Information source: Massachusetts General Hospital
ClinicalTrials.gov processed this data on August 23, 2015
Link to the current ClinicalTrials.gov record.

Condition(s) targeted: Anxiety Disorders; Somatoform Disorders

Intervention: Escitalopram (Drug); Placebo (Drug)

Phase: Phase 3

Status: Completed

Sponsored by: Massachusetts General Hospital

Official(s) and/or principal investigator(s):
Sabine Wilhelm, PhD, Principal Investigator, Affiliation: Massachusetts General Hospital (MGH)
Katharine Phillips, MD, Principal Investigator, Affiliation: Rhode Island Hospital (RIH)


This study's primary aim is to compare time to relapse and relapse rates in responders to acute escitalopram who are then randomized to placebo versus continuation treatment with escitalopram.

Clinical Details

Official title: Pharmacotherapy Relapse Prevention in Body Dysmorphic Disorder

Study design: Allocation: Randomized, Endpoint Classification: Efficacy Study, Intervention Model: Parallel Assignment, Masking: Double Blind (Subject, Investigator), Primary Purpose: Treatment

Primary outcome: Phase II Relapse of Body Dysmorphic Disorder (BDD) Symptoms (as Measured by the BDD-YBOCS)

Secondary outcome:

Phase I Response to Escitalopram (as Measured by the BDD-YBOCS)

Q-LES-Q Short Form

Psychosocial Functioning (as Measured by the LIFE-RIFT)

Depressive Symptoms (as Measured by the HAM-D)

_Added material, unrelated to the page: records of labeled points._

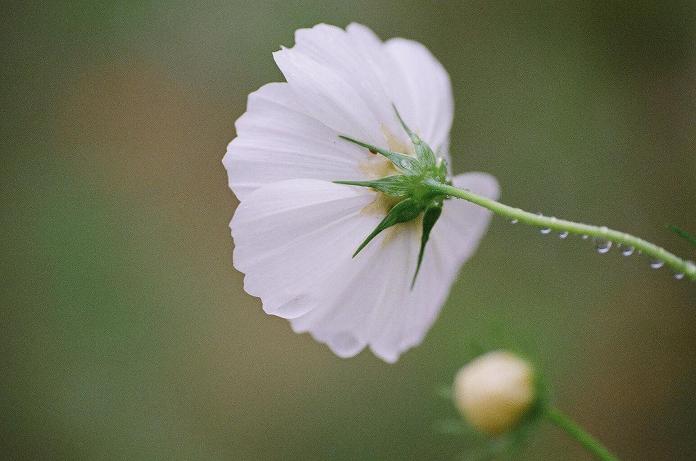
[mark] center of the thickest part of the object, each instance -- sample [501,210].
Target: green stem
[680,266]
[573,430]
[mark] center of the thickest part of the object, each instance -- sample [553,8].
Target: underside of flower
[410,187]
[296,226]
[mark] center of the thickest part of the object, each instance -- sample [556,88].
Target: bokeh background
[126,333]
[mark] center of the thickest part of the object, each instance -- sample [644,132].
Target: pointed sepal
[423,152]
[404,211]
[395,186]
[430,217]
[403,162]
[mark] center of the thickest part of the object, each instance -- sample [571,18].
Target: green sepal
[404,211]
[394,186]
[403,162]
[423,152]
[430,217]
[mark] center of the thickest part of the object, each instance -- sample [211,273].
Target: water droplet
[602,246]
[656,263]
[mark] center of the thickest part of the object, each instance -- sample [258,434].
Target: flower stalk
[681,267]
[571,428]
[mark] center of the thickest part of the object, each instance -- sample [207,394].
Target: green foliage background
[125,330]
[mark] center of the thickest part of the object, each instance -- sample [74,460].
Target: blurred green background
[126,332]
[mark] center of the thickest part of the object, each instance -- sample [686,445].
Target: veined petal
[375,306]
[277,141]
[427,105]
[290,235]
[295,231]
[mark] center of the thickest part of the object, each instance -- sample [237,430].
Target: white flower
[494,391]
[295,230]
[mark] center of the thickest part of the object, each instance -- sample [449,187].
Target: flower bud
[494,391]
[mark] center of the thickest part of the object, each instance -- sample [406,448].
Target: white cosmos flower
[295,230]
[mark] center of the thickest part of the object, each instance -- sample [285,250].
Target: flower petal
[289,235]
[427,105]
[277,141]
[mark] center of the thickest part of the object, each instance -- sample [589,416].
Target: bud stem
[575,431]
[677,264]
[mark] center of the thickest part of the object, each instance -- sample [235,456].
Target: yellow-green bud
[494,391]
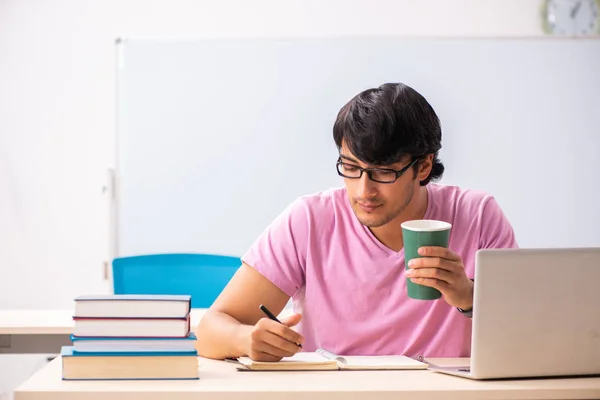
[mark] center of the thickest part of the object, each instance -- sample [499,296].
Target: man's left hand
[441,268]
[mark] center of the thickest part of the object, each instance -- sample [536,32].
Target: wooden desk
[219,380]
[43,331]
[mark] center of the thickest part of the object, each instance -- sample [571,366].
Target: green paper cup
[418,233]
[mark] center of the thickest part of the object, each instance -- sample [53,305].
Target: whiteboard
[215,137]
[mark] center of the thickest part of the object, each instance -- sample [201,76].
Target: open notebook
[325,360]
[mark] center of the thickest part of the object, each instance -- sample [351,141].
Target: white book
[134,306]
[326,360]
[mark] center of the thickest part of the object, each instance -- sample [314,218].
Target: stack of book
[131,337]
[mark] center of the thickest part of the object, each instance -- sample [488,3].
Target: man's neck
[390,235]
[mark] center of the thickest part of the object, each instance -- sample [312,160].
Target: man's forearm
[221,336]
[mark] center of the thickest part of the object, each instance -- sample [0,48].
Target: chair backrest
[203,276]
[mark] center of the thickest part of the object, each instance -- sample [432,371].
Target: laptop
[536,314]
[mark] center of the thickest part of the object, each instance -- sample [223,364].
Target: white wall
[57,109]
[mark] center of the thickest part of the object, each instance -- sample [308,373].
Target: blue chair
[203,276]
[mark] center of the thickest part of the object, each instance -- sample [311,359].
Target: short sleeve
[496,230]
[279,253]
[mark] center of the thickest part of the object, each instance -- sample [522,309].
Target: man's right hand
[271,341]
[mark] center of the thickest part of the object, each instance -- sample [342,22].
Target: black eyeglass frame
[370,171]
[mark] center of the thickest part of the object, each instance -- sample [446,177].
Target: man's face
[376,204]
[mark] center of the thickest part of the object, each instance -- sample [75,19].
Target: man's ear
[425,166]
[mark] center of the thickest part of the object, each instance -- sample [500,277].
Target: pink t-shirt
[351,289]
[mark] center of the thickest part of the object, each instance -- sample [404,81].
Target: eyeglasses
[380,175]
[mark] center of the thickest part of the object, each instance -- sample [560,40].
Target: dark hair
[382,125]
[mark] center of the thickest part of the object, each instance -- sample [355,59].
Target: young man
[339,253]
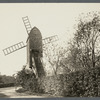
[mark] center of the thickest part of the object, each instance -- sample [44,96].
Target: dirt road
[10,92]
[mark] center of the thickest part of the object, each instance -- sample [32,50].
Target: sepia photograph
[49,50]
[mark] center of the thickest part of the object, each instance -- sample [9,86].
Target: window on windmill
[8,50]
[16,46]
[5,51]
[11,49]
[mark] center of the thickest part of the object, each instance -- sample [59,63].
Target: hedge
[84,83]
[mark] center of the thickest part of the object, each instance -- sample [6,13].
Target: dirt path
[10,92]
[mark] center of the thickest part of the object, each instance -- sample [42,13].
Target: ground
[10,92]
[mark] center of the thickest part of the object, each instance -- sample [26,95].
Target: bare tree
[87,40]
[54,55]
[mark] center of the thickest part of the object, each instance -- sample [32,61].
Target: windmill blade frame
[13,48]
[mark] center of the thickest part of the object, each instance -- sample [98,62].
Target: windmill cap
[34,29]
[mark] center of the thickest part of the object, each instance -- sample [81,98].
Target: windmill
[34,46]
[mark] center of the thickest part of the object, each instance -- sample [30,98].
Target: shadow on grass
[3,95]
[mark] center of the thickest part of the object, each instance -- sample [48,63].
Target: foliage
[84,48]
[55,54]
[6,81]
[28,81]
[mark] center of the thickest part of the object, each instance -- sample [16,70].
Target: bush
[84,83]
[28,81]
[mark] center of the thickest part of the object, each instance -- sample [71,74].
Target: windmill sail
[50,39]
[27,24]
[14,48]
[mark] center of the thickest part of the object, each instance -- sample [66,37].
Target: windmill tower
[34,46]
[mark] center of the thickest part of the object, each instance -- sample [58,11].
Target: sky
[50,18]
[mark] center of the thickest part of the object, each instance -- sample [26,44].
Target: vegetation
[6,81]
[80,61]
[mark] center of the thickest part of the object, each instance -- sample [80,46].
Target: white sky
[51,19]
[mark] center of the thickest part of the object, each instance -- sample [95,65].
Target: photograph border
[52,1]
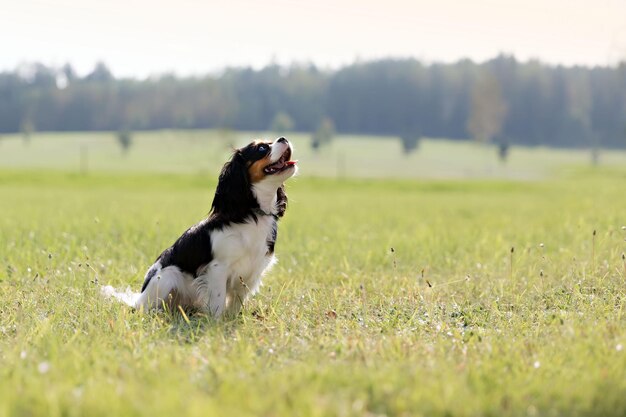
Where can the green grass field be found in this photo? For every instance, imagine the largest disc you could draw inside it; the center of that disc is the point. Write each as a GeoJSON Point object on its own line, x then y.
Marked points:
{"type": "Point", "coordinates": [447, 323]}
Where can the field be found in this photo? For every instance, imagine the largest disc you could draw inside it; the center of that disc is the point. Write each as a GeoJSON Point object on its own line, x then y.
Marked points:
{"type": "Point", "coordinates": [434, 297]}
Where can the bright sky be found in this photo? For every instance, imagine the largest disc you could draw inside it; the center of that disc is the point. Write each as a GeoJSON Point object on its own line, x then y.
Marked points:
{"type": "Point", "coordinates": [143, 37]}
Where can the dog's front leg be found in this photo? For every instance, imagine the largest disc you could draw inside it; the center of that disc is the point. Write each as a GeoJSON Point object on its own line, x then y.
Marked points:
{"type": "Point", "coordinates": [211, 289]}
{"type": "Point", "coordinates": [216, 301]}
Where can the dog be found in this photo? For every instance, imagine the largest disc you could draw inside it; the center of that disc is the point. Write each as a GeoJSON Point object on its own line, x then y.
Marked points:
{"type": "Point", "coordinates": [218, 263]}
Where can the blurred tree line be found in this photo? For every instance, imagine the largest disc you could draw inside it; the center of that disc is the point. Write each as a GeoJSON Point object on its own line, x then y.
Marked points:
{"type": "Point", "coordinates": [502, 100]}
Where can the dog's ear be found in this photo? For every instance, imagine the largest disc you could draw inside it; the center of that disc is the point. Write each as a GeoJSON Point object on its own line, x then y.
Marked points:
{"type": "Point", "coordinates": [233, 194]}
{"type": "Point", "coordinates": [281, 201]}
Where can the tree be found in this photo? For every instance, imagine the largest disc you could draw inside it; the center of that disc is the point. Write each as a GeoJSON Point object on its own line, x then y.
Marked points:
{"type": "Point", "coordinates": [27, 128]}
{"type": "Point", "coordinates": [324, 134]}
{"type": "Point", "coordinates": [410, 142]}
{"type": "Point", "coordinates": [100, 73]}
{"type": "Point", "coordinates": [488, 109]}
{"type": "Point", "coordinates": [281, 123]}
{"type": "Point", "coordinates": [125, 139]}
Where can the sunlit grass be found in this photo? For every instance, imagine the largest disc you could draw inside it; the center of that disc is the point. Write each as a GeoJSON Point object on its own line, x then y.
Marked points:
{"type": "Point", "coordinates": [448, 323]}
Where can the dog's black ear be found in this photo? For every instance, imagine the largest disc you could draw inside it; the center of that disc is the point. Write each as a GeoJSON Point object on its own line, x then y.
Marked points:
{"type": "Point", "coordinates": [233, 196]}
{"type": "Point", "coordinates": [281, 201]}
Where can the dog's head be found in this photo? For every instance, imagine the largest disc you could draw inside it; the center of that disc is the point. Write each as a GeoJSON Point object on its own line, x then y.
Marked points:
{"type": "Point", "coordinates": [252, 181]}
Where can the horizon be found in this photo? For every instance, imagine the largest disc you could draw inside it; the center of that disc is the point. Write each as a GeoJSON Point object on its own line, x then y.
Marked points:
{"type": "Point", "coordinates": [191, 38]}
{"type": "Point", "coordinates": [23, 67]}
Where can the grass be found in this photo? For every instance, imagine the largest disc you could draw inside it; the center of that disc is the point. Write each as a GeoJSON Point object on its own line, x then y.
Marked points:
{"type": "Point", "coordinates": [203, 152]}
{"type": "Point", "coordinates": [449, 322]}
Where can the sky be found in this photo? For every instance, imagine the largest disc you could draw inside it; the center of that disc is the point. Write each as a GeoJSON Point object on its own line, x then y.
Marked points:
{"type": "Point", "coordinates": [145, 37]}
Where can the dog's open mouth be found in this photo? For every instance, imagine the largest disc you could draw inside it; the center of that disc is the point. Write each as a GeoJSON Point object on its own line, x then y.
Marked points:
{"type": "Point", "coordinates": [282, 164]}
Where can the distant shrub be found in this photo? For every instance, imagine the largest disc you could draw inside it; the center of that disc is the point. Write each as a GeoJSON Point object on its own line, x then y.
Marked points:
{"type": "Point", "coordinates": [281, 123]}
{"type": "Point", "coordinates": [125, 139]}
{"type": "Point", "coordinates": [410, 142]}
{"type": "Point", "coordinates": [324, 134]}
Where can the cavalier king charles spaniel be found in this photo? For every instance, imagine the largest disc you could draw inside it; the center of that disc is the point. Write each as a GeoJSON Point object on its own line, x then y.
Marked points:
{"type": "Point", "coordinates": [216, 264]}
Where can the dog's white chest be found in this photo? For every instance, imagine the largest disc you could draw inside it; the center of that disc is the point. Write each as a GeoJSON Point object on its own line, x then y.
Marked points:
{"type": "Point", "coordinates": [243, 249]}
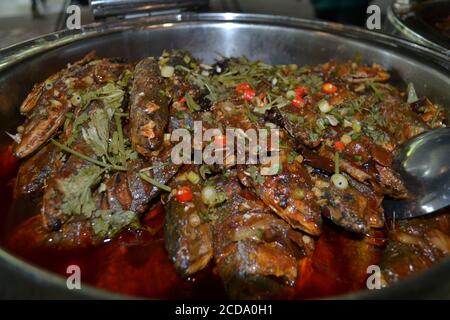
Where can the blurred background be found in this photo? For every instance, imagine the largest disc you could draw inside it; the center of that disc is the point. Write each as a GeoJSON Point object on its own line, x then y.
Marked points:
{"type": "Point", "coordinates": [24, 19]}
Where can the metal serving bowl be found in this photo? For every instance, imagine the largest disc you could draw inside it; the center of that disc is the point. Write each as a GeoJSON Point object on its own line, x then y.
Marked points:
{"type": "Point", "coordinates": [414, 20]}
{"type": "Point", "coordinates": [210, 36]}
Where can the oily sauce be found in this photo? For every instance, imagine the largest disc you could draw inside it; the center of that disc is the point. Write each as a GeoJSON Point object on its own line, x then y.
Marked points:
{"type": "Point", "coordinates": [135, 262]}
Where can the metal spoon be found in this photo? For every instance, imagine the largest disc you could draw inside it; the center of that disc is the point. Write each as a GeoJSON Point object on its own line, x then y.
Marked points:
{"type": "Point", "coordinates": [424, 164]}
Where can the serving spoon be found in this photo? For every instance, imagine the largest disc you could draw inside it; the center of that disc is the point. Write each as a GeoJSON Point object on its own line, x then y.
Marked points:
{"type": "Point", "coordinates": [424, 165]}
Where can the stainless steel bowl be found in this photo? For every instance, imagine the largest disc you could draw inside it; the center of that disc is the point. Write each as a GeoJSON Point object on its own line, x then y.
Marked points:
{"type": "Point", "coordinates": [210, 36]}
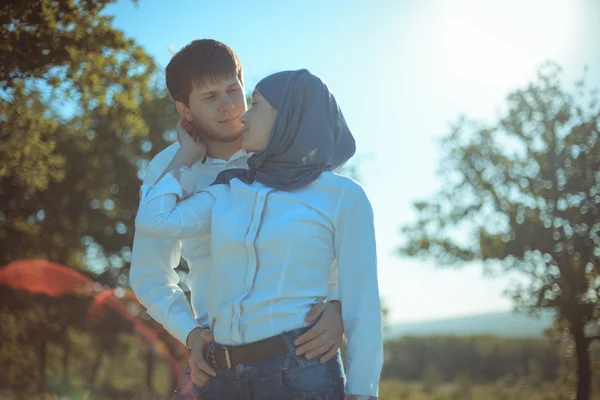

Detailed description: We propose to conduct the first pharmacotherapy relapse prevention study in body dysmorphic disorder (BDD). BDD, an often-delusional preoccupation with a nonexistent or slight defect in appearance, is a distressing, impairing, and common body image disorder. It is associated with high rates of functional impairment and markedly poor quality of life. It appears that serotonin reuptake inhibitors (SRIs) are often--and selectively--efficacious for BDD and that many BDD patients receive SRIs. It also appears that most patients discontinue an efficacious SRI at some point, as the alternative is life-long treatment. However, no relapse prevention studies have been done. Such a study is important from a clinical and public health perspective, because BDD appears to often be chronic and require long-term treatment. It is therefore critically important to investigate the risk of relapse with SRI discontinuation, and whether continuation SRI treatment decreases relapse risk. Subjects will be enrolled and first treated openly for 14 weeks with escitalopram; 58 escitalopram responders will then be randomized to double-blind continuation treatment with escitalopram or placebo for 6 additional months. Our primary aim is to compare time to relapse and relapse rates in responders to acute escitalopram who are then randomized to placebo versus continuation treatment with escitalopram. Secondary/exploratory aims will explore 1) Whether subjects who receive continuation escitalopram perform better on secondary outcome measures (e. g., quality of life) than those on placebo; 2) Change in symptoms with continuation of escitalopram during the continuation phase; and 3) Acute treatment response. In summary, this study will be the first relapse prevention study in BDD and the first study of continuation pharmacotherapy in BDD. It will provide critically important information on relapse with continuation versus discontinuation of an SRI, whether continuation treatment protects against relapse, and change in symptoms with continuation treatment. This study will yield unique and clinically important data, and will fill gaps in knowledge about this common, severe, and understudied illness.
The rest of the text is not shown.